Refractive surgeries are typically short procedures, lasting around 15-30 minutes. They are usually performed on an outpatient basis and you will return home the same day.
Is LASIK the best option?
Not necessarily. While LASIK may be one of the most popular and well-known types of refractive surgery, it shouldn’t be regarded as the go-to treatment for everyone looking to correct their vision. Refractive surgery should be assessed on an individual basis, and your eye doctor will be able to explain in detail which type of surgery is best for you and why.
Are there risks with refractive surgery?
Refractive surgery is generally considered to be safe, but as with any form of surgery there can be risks, which differ from patient to patient. Ahead of any surgery, your eye doctor will discuss with you all the possible outcomes of the procedure and address any concerns that you may have.
Following refractive surgery it is common to experience some of the following symptoms:
- Light sensitivity. This is most often experienced when driving at night with glare from facing headlights. This usually resolves quickly after surgery.
- Red spots in the white parts of the eye, again this usually resolves quickly after surgery.
- Discomfort in the form of gritty or dry eyes. Artificial tears are usually prescribed to help counter this.

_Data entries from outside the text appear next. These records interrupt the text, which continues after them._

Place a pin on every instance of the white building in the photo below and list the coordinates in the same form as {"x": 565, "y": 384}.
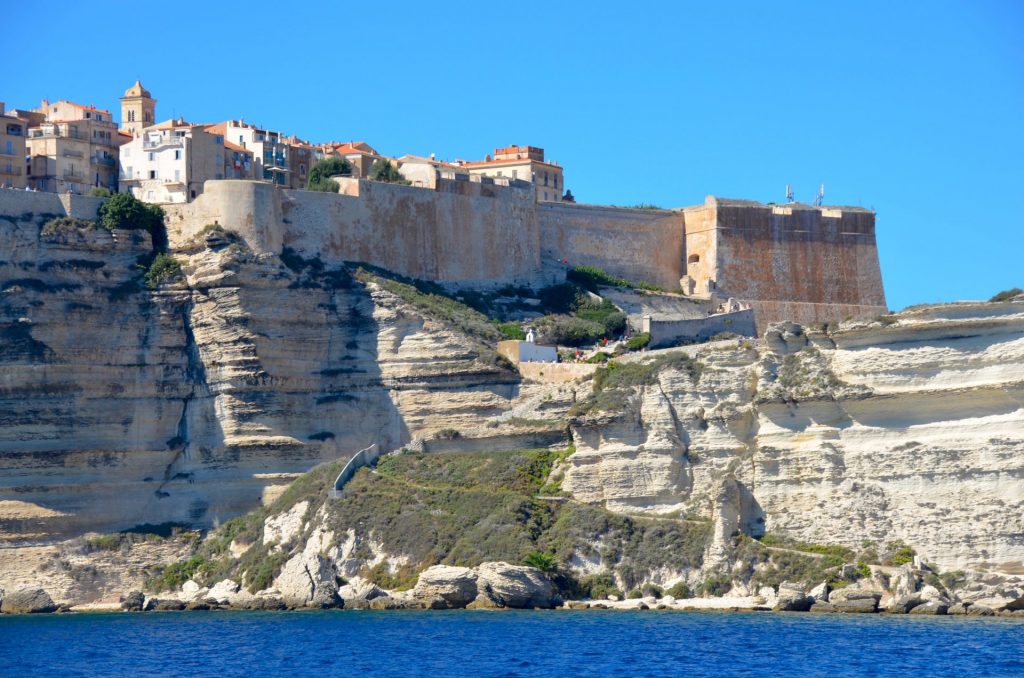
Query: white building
{"x": 170, "y": 162}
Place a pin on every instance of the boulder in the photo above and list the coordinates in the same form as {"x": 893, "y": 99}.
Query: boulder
{"x": 854, "y": 600}
{"x": 394, "y": 602}
{"x": 223, "y": 590}
{"x": 164, "y": 604}
{"x": 27, "y": 601}
{"x": 326, "y": 596}
{"x": 360, "y": 589}
{"x": 133, "y": 601}
{"x": 930, "y": 607}
{"x": 515, "y": 586}
{"x": 456, "y": 586}
{"x": 792, "y": 598}
{"x": 265, "y": 602}
{"x": 193, "y": 591}
{"x": 904, "y": 603}
{"x": 305, "y": 578}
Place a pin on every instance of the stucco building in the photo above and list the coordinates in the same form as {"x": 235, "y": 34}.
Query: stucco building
{"x": 525, "y": 163}
{"x": 359, "y": 154}
{"x": 170, "y": 162}
{"x": 72, "y": 147}
{"x": 138, "y": 110}
{"x": 283, "y": 160}
{"x": 12, "y": 132}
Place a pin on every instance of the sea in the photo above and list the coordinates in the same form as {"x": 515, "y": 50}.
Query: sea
{"x": 534, "y": 644}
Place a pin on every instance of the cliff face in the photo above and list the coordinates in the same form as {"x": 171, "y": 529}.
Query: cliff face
{"x": 123, "y": 406}
{"x": 908, "y": 428}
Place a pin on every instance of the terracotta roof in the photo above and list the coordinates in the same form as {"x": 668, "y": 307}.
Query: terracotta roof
{"x": 523, "y": 161}
{"x": 233, "y": 146}
{"x": 137, "y": 90}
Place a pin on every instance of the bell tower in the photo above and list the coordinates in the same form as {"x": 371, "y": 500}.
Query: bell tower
{"x": 138, "y": 109}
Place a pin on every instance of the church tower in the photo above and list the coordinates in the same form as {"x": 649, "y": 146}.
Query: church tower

It can take between 1-6 months before things stabilize after refractive surgery, but should you have any concerns, you should consult your eye doctor.

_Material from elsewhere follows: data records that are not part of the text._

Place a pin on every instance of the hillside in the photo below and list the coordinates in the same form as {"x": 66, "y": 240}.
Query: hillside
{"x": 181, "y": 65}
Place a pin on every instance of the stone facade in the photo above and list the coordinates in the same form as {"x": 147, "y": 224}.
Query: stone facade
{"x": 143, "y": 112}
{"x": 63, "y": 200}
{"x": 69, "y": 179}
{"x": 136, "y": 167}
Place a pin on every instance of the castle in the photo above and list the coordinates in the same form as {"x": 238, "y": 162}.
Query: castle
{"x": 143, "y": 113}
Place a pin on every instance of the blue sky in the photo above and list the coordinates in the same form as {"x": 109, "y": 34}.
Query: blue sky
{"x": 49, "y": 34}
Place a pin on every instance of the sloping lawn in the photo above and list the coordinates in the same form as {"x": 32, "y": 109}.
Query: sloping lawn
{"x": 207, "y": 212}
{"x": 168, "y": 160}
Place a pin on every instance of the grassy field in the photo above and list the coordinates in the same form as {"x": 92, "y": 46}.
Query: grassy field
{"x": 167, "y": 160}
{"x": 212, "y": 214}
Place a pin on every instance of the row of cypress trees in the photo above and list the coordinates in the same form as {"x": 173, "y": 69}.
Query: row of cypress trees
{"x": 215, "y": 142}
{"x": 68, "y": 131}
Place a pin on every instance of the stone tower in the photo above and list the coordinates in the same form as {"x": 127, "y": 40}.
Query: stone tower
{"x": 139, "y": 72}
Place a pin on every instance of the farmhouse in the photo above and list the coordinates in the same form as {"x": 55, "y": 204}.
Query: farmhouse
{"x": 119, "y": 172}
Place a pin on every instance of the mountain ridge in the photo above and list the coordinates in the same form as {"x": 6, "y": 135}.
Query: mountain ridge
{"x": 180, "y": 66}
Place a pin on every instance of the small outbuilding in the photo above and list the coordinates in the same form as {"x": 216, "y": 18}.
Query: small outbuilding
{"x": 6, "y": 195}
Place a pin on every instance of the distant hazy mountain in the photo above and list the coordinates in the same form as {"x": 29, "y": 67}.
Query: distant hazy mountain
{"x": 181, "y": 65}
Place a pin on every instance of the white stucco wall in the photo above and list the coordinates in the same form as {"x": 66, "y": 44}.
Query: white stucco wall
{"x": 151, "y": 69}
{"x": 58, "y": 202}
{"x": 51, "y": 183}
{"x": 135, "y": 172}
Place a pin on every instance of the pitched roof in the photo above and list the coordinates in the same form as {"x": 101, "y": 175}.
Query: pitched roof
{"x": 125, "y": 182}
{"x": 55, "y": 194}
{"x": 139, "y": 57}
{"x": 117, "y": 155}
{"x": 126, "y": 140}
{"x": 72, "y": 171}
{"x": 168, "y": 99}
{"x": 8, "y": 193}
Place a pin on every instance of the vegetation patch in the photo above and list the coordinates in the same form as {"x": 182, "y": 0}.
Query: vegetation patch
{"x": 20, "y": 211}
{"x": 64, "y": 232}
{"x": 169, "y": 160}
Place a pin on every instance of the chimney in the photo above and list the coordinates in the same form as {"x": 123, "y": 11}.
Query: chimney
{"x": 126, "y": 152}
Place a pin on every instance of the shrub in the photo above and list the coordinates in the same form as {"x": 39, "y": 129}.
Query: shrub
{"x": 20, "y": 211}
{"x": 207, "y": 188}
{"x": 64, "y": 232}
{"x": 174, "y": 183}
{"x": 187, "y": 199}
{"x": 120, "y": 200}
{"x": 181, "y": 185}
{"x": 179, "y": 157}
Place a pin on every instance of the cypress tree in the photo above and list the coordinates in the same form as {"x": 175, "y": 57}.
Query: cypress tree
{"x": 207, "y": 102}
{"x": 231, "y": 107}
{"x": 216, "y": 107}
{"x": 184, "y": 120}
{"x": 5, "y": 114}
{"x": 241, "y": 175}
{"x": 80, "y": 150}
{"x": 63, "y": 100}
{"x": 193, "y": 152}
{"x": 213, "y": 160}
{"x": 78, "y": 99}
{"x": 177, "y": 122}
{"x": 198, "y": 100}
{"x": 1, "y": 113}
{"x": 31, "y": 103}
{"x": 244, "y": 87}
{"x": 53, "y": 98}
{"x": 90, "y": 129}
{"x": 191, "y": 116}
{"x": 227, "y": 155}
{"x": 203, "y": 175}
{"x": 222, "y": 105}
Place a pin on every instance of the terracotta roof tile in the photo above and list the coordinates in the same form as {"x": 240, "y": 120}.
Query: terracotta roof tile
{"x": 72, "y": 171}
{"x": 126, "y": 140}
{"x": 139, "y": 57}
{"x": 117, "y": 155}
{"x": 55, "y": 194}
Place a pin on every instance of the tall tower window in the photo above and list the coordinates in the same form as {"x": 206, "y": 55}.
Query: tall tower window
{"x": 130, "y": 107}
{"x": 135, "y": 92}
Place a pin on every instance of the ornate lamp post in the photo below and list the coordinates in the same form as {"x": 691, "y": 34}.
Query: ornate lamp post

Is vision permanently corrected?
This is a common question related to refractive surgery, and the answer can be both yes and no. Yes, in the sense that reshaping the cornea or implanting a new lens are permanent changes to the eye, and ones that are designed to treat the vision problems you have or had at the time of surgery.
However, eyes like other parts of the body will continue to change and to deteriorate with age, so that means that your vision could change again over time. Presbyopia, which as mentioned previously, is age-related loss of near vision, can begin around the age of 40.
Can I go blind from refractive surgery?
This is another common question related to refractive surgery, and the answer is no. If you maintain your follow-up after surgery and follow instructions related to your surgery, you cannot go blind after refractive surgery.